From Augusta, we drove east towards Albany, where the National Anzac Centre is located. It was our first rainy day, driving through forests. I wished the road would follow the coast more so we could see the ocean, but the trade off would have been a much longer trip and we already had a tight itinerary.
One stop along the road was the town of Denmark. I mean with a Danish born husband, how could we not stop?
We turned into the large info centre to enquire about the town’s origins. Disappointed, we found out the ship that had arrived to settled this area had a Doctor Denmark on it. That’s it! I have to say the lady at the info center was less than cordial as she tried to imitate a Danish accent saying so many Danes showed up looking for a lost link to their culture. We were not inclined to visit the town after that. I was glad I had booked a hotel in Albany rather than stay in this place.
Albany is a port town with major logistical advantages. It was often the first or last stop for goods moving to and from Australia. But it is remembered with reverence and sadness as the “last look our Anzac troops would have had of their homeland”. During the Great War, 2 large convoys were sent to provide strength to the Allied Forces fighting in places like Palestine, Ypres, the Somme, Passchendaele and most notably, Gallipoli on the Turkish Coast. Ironically, part of the convoy that was arriving from New Zealand was accompanied by their then Allies, the Japanese. (In WW2, Anzacs suffered horribly at the hands of the Japanese Army, including bombing in Darwin.)
We arrived too late in the day to visit the National Anzac Center. Instead, we took a walk around the grounds that were once the base camp for all the operations. The area sits high above a large harbour providing amazing views in all directions. We returned to that area the second day and found the Battery Observation Post where I was able to get a real sense of the views.
On day 2 of our visit, we first walked around and looked at the gun emplacements for coastal artillery. Much of the original equipment can be viewed or imagined, although Leon told me the grounds would have been trimmed of the natural growth during wartime.
During the weeks leading up to the deployment of the convoys, the troops would have lived on board the ships, only coming to town occasionally for exercise. You can imagine the Anzacs proudly marching down the main streets. What a sight that would have been, young men in uniform, impatient to serve their country and win the war. I pictured some who would have never seen the ocean until they boarded their ships. Would they have thought Albany an Oceanside paradise or just been impatient to get on with it?

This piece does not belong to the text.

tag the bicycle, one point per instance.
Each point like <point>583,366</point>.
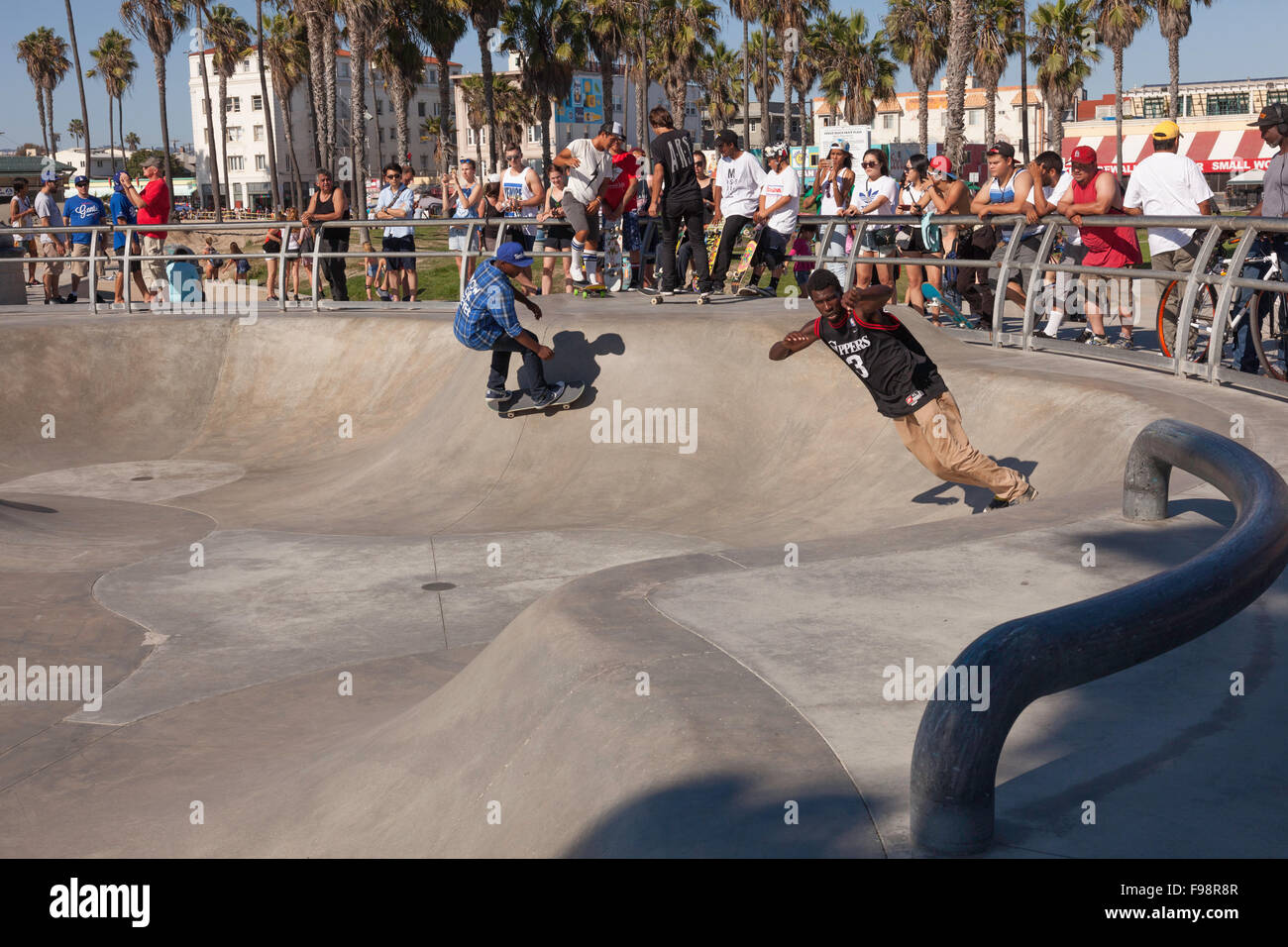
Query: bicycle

We visited the Anzac Center, spending a few hours learning in depth information about the Great War and the Anzac’s role in it. The losses were terrible! What I became interested in reading were the stories of the survivors, how it took the government so long to bring them back to Australia after the war and how some were given so little in return for their service. So many returned with injuries both physical and psychological, unable to resume their lives as they had dreamed.
After a while, I couldn’t stand the emotional impact of the many stories the Center revealed. We left this beautiful place with me feeling the helplessness and sadness that must have touched so many of those left to guard the homeland during those terrible years.